Predicting Patient Appointment No-Shows

Patient no-shows and last-minute cancellations come at a very high cost.  On average, health care practices experience about a 19% average no-show rate.  With the average cost of an unused appointment slot costing about $200, no-shows total to about $150 billion per year for the US healthcare system.  More importantly, missed appointments have a high negative impact on the hospital staff and patients.  The time wasted on an unused appointment could have been spent treating another patient and improving quality of care.  The goal of this project was to create a model that predicted whether or not a patient would show up to an appointment, and to provide a recommended course of action to reduce the amount of missed appointments.


The data I used for the project was retrieved from a Kaggle dataset.  This dataset consists of 111K appointments for 62K distinct patients across 81 different neighborhoods.  The time period spanned from April to June 2016. 
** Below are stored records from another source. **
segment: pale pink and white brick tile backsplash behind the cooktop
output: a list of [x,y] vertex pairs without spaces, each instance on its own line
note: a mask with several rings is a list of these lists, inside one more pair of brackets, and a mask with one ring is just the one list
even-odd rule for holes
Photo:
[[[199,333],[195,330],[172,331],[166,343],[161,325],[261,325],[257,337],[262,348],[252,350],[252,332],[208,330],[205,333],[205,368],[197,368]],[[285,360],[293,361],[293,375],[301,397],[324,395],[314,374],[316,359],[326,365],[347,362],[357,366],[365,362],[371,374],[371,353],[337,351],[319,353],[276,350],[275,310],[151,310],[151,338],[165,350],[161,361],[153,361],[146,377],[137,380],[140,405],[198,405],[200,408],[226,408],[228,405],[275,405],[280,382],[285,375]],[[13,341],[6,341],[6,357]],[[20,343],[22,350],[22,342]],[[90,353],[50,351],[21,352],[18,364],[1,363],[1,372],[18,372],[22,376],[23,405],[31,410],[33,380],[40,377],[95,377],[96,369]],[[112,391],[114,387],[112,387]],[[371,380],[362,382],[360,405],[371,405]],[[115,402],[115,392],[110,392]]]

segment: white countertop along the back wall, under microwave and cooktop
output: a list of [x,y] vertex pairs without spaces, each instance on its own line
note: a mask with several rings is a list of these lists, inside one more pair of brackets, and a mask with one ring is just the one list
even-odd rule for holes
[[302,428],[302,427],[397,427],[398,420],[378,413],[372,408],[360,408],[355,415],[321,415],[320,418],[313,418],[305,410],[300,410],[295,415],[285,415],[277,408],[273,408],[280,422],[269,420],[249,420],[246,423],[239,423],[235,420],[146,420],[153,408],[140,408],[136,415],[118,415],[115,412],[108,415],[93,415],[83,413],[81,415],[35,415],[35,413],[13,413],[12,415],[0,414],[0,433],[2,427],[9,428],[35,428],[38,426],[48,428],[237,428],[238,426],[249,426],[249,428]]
While the target of the model was to classify a patient as a no-show/show, my final dataset consisted of 13 features, as the original dataset required a bit of feature engineering.  This included:

  • Mapping the No-Show field to 0/1
  • Calculating the number of days between the appointment schedule date and actual appointment date
  • Calculating the cumulative number of appointments each patient previously had prior to the appointment
  • Calculating the cumulative number of missed appointments each patient previously had prior to the appointment
  • Changing the handicap field to whether or not the patient has a handicap
  • Removing outliers

In addition, the features were normalized using StandardScaler.  Since the data consisted of an 80/20 split between no-shows and shows, I balanced the data using random oversampling.

Model Selection

As I worked on choosing the best model for predicting patient no-shows, I ran the data through 7 different statistical models and compared the results using the balanced accuracy metric.  The XGBoost model gave the highest balanced accuracy of 0.95, while Support Vector Machines came very close at 0.94. 

Since balanced accuracy is calculated by averaging the recall and specificity, this metric was based on my model’s ability to predict 99% of no-shows and 90% of patients that showed up to their appointments.  I preferred to maximize my recall in order to capture almost all of the patient no-shows.

Looking at feature importance, the most importance feature across all models was the number of appointments missed in the past.  This shows that past behavior is a big indicator of whether or not someone will show up to their appointment.  Other important features included the number of previous appointments, the number of days between scheduling an appointment and the actual appointment, and the patient’s age.


Based on my results, I would suggest the following recommendations:

  • Fee Policy – Since the number of missed appointments was the most important feature of the model, I would recommend instilling a fee policy.  This will help with reducing the number of repeat no-shows.
  • Automated reminder system with two-way communication – In order to minimize the amount of manual labor required from the staff, I’d suggest creating an automated reminder system that allows the patient to confirm, cancel, re-schedule, or ask any questions.
  • Extra reminders for those predicted to not show up – Using the model, I would recommend sending extra reminders to predicted “no-show” patients in order to give them additional opportunities to confirm their appointment attendance.
  • Waitlist – Have a waitlist as back-up to fill appointment slots that open up at the last minute.

Future Work

In order to improve my model, I would look at additional data including neighborhood demographics, accessibility to public transportation, and a longer time period.  I would also look into modeling the most effective form of reminder communication.